Perioperative management

The IONM setup was prepared by applying Dragonfly^® Single Channel Laryngeal Surface Electrode (Electrode LSE 500Ms; Neurovision Medical Products, Ventura, CA, USA) to a #7 cuffed ETT (Medline Industries, Mundelein, IL, USA) according to the manufacturer’s instructions. The nerve locator system was tested as per their instructions.

When the patient was received in the operating room, in addition to standard ASA monitors, a radial arterial line was placed under local analgesia for closer hemodynamic monitoring. Lidocaine 1 mg/kg was administered as an IV bolus for all the patients prior to induction. The SM received from the pharmacy in prefilled coded syringe was set up to deliver at the volume equivalent of 1.5 mg/kg/h through an infusion pump. The patients were preoxygenated and induced with a bolus of midazolam 2 mg and fentanyl 1.25 µg/kg followed by propofol 1.5 mg/kg and cisatracurium 4 mg. Intubating conditions were established by succinylcholine 1.2 mg IV bolus and the airway was secured with the pre-prepared surface electrode mounted ETT by direct vision laryngoscopy. Anesthesia was maintained with air, oxygen and sevoflurane at the desired minimum alveolar concentration levels titrated to effect. The placement of the electrode plates appropriately in contact with the vocal cords was verified with a Glidescope^® after final positioning the patient with the desired neck extension. A bispectral index (BIS) monitor (Model 1 A 2000; Aspect Medical Systems, Newton, MA, USA) was connected to guard against “recall” during lighter planes of anesthesia and a train of four (TOF) monitor (Microstim Plus, Neurotechnology, Houston, TX, USA) was employed to guard against inadvertent neuromuscular blockade (NMB). Hemodynamic fluctuations during surgery were treated with β-blockers and sympathomimetic agents as appropriate. The initial stimulation level was set at 1.5 mA and gradually reduced to 0.5 mA. The lowest strength of the StMC required to elicit a positive signal upon the RLN stimulation was the goal, while the visual confirmation of the RLN was the gold standard for the study. The DAIL at the end of surgery was recorded. Greater than 50% DAIL was considered significant indicator of loss of contact between the electrode sensors and vocal cords. Inability to elicit a signal at 2 mA was considered as equipment/placement failure. Additional doses of fentanyl were administered as needed to sustain basal narcosis. The SM infusion rate was tapered down and discontinued upon extubation.

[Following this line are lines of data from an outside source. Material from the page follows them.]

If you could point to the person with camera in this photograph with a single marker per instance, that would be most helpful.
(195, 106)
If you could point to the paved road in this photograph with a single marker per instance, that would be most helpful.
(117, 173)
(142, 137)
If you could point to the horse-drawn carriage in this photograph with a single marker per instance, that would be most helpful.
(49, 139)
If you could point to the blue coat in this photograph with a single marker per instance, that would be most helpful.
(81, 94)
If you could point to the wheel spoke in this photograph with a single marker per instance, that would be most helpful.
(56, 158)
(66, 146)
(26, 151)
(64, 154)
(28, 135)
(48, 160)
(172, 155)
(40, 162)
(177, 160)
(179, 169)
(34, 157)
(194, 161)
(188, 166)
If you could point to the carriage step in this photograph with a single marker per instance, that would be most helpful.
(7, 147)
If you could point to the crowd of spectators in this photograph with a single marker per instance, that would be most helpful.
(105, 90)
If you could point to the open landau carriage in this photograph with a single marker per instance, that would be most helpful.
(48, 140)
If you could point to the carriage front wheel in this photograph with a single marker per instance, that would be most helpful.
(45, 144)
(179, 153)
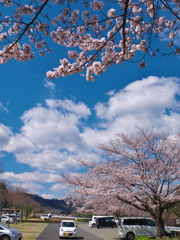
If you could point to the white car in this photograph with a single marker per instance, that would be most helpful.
(46, 216)
(7, 219)
(92, 222)
(67, 229)
(9, 233)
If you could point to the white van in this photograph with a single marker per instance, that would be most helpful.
(131, 227)
(92, 223)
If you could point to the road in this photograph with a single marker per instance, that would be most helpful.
(51, 232)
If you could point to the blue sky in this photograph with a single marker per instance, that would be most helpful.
(45, 124)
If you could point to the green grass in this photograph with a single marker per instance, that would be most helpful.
(30, 231)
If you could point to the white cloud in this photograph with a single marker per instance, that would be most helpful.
(51, 137)
(79, 109)
(47, 196)
(5, 134)
(2, 108)
(49, 84)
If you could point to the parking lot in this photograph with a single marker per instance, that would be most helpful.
(83, 232)
(103, 233)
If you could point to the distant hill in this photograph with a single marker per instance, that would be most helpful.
(58, 204)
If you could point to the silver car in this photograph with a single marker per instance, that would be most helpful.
(7, 233)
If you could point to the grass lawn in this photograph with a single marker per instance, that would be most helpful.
(30, 231)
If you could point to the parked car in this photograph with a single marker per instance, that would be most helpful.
(8, 218)
(105, 222)
(46, 216)
(131, 227)
(7, 233)
(67, 229)
(92, 222)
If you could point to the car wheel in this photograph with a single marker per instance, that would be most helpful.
(130, 236)
(5, 237)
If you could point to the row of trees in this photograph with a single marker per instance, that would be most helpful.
(100, 33)
(138, 174)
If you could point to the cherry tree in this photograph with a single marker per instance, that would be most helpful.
(139, 171)
(97, 34)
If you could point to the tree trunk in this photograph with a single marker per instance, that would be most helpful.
(160, 226)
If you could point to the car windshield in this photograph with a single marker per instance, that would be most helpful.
(68, 224)
(3, 225)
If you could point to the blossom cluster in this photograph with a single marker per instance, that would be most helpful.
(99, 38)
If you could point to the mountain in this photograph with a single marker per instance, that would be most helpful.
(58, 204)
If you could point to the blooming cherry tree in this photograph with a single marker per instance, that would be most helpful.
(97, 34)
(139, 171)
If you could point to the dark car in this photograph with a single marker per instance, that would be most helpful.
(105, 222)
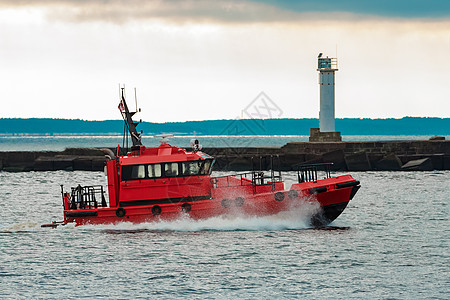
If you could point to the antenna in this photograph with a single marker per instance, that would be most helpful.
(135, 98)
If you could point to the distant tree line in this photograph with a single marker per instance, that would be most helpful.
(347, 126)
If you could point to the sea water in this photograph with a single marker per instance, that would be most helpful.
(392, 242)
(60, 142)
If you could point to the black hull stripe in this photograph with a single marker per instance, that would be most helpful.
(162, 201)
(75, 214)
(347, 184)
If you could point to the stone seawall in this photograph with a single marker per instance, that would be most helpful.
(346, 156)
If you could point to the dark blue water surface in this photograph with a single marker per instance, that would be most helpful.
(391, 242)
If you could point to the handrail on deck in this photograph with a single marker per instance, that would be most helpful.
(86, 197)
(308, 172)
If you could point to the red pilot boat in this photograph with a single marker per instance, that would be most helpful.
(167, 182)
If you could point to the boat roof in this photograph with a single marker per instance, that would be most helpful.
(163, 153)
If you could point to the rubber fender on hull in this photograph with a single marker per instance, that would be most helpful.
(186, 207)
(75, 214)
(226, 203)
(293, 194)
(156, 210)
(279, 196)
(239, 201)
(321, 189)
(120, 212)
(347, 184)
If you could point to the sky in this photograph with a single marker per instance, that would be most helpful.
(203, 60)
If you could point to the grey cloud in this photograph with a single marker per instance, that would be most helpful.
(231, 11)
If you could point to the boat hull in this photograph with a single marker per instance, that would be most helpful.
(324, 200)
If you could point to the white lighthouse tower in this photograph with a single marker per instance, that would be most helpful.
(326, 132)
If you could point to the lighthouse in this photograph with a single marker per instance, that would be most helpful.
(326, 67)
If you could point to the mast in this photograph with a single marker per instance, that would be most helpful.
(127, 117)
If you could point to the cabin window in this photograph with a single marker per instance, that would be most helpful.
(133, 172)
(154, 170)
(171, 169)
(191, 168)
(205, 167)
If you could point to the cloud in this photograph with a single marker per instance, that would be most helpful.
(232, 11)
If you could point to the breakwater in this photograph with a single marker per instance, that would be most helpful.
(433, 154)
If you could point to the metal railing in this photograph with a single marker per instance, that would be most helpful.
(86, 197)
(255, 178)
(309, 172)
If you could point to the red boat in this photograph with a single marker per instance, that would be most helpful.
(167, 182)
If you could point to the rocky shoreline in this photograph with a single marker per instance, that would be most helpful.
(426, 155)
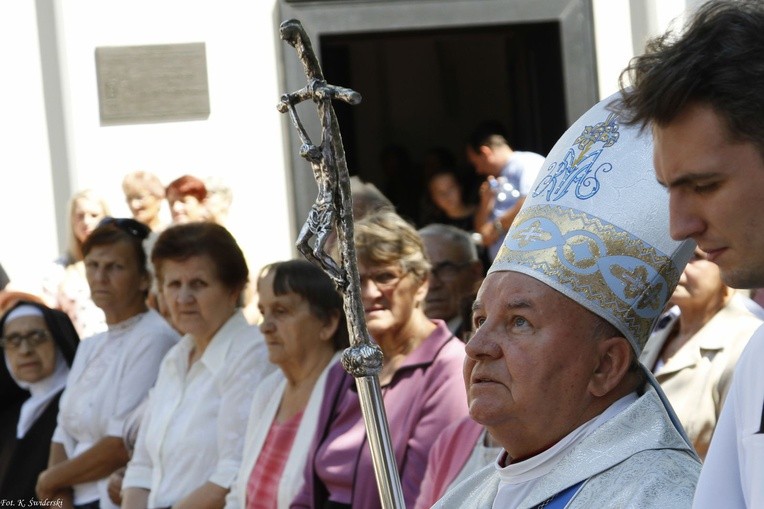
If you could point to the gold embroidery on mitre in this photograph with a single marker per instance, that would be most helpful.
(610, 269)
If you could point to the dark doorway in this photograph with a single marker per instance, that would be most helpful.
(428, 88)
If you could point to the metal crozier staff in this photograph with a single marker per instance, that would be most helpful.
(333, 206)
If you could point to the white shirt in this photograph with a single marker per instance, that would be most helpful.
(733, 473)
(517, 480)
(111, 374)
(193, 429)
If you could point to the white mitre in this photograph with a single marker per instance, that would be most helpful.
(595, 226)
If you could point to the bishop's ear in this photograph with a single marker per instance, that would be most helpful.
(615, 356)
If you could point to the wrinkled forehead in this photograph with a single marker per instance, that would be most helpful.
(23, 324)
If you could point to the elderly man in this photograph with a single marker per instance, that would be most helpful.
(561, 318)
(454, 277)
(701, 94)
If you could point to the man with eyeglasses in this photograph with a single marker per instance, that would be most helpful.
(455, 275)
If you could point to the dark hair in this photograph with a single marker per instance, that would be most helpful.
(183, 241)
(188, 185)
(718, 61)
(490, 133)
(313, 285)
(111, 230)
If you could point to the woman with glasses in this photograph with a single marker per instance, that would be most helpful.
(112, 371)
(191, 437)
(421, 376)
(38, 345)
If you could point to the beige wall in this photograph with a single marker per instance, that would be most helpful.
(49, 153)
(241, 141)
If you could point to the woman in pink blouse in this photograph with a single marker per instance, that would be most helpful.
(421, 376)
(304, 328)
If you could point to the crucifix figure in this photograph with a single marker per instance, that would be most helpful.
(333, 210)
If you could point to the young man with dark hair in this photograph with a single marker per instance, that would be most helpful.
(701, 94)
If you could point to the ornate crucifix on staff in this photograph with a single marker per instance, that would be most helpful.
(333, 210)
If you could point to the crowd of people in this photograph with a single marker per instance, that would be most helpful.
(571, 338)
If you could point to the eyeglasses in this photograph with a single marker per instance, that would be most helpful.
(127, 225)
(448, 271)
(33, 339)
(384, 279)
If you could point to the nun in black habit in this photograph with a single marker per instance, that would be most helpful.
(38, 346)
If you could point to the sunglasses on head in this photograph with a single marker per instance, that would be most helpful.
(127, 225)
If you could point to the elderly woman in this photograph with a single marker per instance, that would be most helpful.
(420, 378)
(38, 345)
(304, 328)
(192, 434)
(144, 194)
(65, 285)
(694, 353)
(112, 371)
(187, 197)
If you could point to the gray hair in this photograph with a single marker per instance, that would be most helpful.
(453, 235)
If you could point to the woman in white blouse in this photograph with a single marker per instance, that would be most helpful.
(112, 371)
(304, 328)
(192, 434)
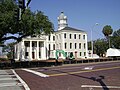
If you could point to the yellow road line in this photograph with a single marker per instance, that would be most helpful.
(85, 71)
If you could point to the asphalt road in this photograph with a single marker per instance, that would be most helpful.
(97, 76)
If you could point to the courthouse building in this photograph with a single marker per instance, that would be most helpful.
(43, 47)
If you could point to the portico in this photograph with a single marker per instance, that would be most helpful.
(32, 50)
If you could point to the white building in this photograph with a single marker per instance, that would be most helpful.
(66, 38)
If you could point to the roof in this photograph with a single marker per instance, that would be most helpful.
(70, 29)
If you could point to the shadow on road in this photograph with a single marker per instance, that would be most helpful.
(99, 79)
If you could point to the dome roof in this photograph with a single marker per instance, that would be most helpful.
(62, 16)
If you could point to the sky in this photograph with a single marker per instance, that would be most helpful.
(82, 14)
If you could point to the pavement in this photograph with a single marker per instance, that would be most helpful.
(97, 76)
(9, 81)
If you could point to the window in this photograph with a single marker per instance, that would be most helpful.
(26, 53)
(80, 53)
(64, 35)
(70, 45)
(49, 47)
(74, 36)
(75, 45)
(53, 46)
(84, 53)
(49, 37)
(53, 38)
(65, 45)
(79, 45)
(39, 54)
(84, 46)
(27, 44)
(59, 36)
(70, 36)
(79, 36)
(84, 37)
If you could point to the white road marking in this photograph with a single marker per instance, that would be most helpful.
(22, 82)
(37, 73)
(93, 86)
(89, 68)
(3, 79)
(10, 84)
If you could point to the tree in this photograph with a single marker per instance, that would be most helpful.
(9, 50)
(107, 31)
(31, 23)
(100, 46)
(116, 39)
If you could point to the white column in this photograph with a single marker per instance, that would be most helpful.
(30, 53)
(23, 50)
(37, 52)
(43, 51)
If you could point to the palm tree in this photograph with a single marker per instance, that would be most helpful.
(107, 31)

Meticulous dissection and visual identification of the RLN were the primary focus during surgery (Figs. 1 and ​and2).2). Mobilizing the thyroid lobe medially until cricothyroid joint is palpable served as the initial starting point for the RLN location. The next step was to define the trachea esophageal groove (TEG) by lateral traction on the paratracheal tissue around the carotid and medial traction on the trachea. Identification of the inferior thyroid artery in the TEG serves as an additional guide to the RLN. Definitive confirmation of the RLN identity was by the IONM stimulation of the nerve resulting in the palpable and visual contraction of the posterior cricoarytenoid muscle. The number of stimuli delivered until confirmatory cricoarytenoid contraction depended upon the level of resident participation. The attending surgeon’s experience predated the IONM by many years, while residents needed frequent reassurances approaching the RLN and the number of IONM stimulations varied accordingly.

Right recurrent laryngeal nerve dissection.

Left recurrent laryngeal nerve dissection.

The patients stayed overnight in the PACU for observation. Their vital signs and study parameters were recorded at appropriate intervals. PACU data were determined and documented by the PACU staff not involved with the study.